Add abstraction for debug info
There are various separate issues covering aspects of this, so I'm creating a dedicated issue so we can focus discussions to help move this towards an implementable outcome.
We currently set the default compiler flags in configuration-specific variables CMAKE_<LANG>_FLAGS_<CONFIG>
. These mix flags for optimization and debugging (and RTTI and exception handling for MSVC), a number of which no longer align with what developers expect as defaults. Projects have to resort to string replacements to change from these defaults, which is fragile and requires projects to hard-code the platform-specific flags to be replaced. #23374 proposes abstracting out the optimization flags, while this issue here proposes doing the same for the flags related to debug info.
I propose we define a new target property, DEBUG_INFO_TYPE
which specifies the debug info handling for that target. The property would need to support generator expressions to allow for configuration-specific values. Following the usual pattern, this property would be initialised by an associated CMAKE_DEBUG_INFO_TYPE
variable. That variable could potentially have a toolchain-specific default value. For discussion, I propose the following valid values for the property:
-
NONE
and/or empty: No debug information is generated.. -
EMBEDDED
: Debug information is generated and stored directly in the object file. This is the default behavior for gcc and clang, and corresponds to/Z7
for MSVC. -
SEPARATE
: Debug information is generated and stored in a separate file. For targets that are executables or shared/module libraries, this would be a single file for the binary. For MSVC, this would be the PDB file and corresponds to/Zi
or/ZI
(see below). For macOS, it corresponds to a dSYM file. For elf binaries, this would probably be a.dwp
file formed by combining individual.dwo
files from a split dwarf arrangement.
For compilers that don't support one of the above options, it would be an error to ask for that debug info type. This would be likely for the SEPARATE
case with some older embedded toolchains, for example (the TI compiler comes to mind).
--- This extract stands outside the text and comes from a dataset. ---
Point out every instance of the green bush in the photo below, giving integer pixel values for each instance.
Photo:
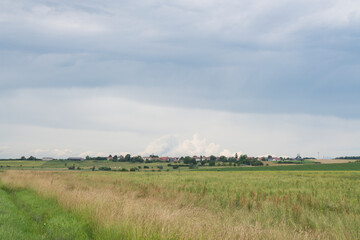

MSVC supports an "edit and continue" feature, which requires a different debug flag (/ZI
rather than /Zi
). We could model that with a separate property, or we could add an EDIT_AND_CONTINUE
value to the above property, which only MSVC would be likely to implement. I am currently leaning toward a separate MSVC-specific property, but could be convinced either way.
Some references for existing issues that already discuss aspects of this topic, or are related:
- #20812 Default MSVC release flags suboptimal
- #21765 Default MSVC debug flags different to IDE defaults
-
#10189 (closed) Default MSVC debug to
/ZI
instead of/Zi
-
#19549 (closed) Default MSVC release flags should set
/Zi
or/ZI
- #20256 Separate debug information
- #21705 Disable or customize default compiler flags
- #19676 Swift applications are not debuggable by default (probably applies to all languages, not just Swift)
- #20610 Add abstraction for enabling RTTI and exceptions
- #19084 Difficulties with target_compile_options() (this has some useful detailed discussion)
Out-of-scope for this issue, but once this issue and #23374 are implemented (maybe #20610 too), some follow-on work which could be considered includes (these would deserve their own separate issues):
- Consider no longer setting any
CMAKE_<LANG>_FLAGS_<CONFIG>
variables at all. Instead, use the optimization and debug abstractions, which should default to the relevant setting based on the active configuration type (Debug
,Release
, etc). We can still support those variables if users or projects set them, but we wouldn't populate them by default any more (would need a policy). - Consider whether to rationalise the default set of configurations in
CMAKE_CONFIGURATION_TYPE
to justDebug
andRelease
, where we would still produce debug artefacts for Release by default, but as separate files (i.e. use theSEPARATE
debug type by default for Release). This would better align with what IDEs like Xcode and Visual Studio do by default, and probably with what most developers typically need. Embedded folks might be a counter-argument with their different needs for minimizing size, but I think that still falls under the optimization abstraction (#23374).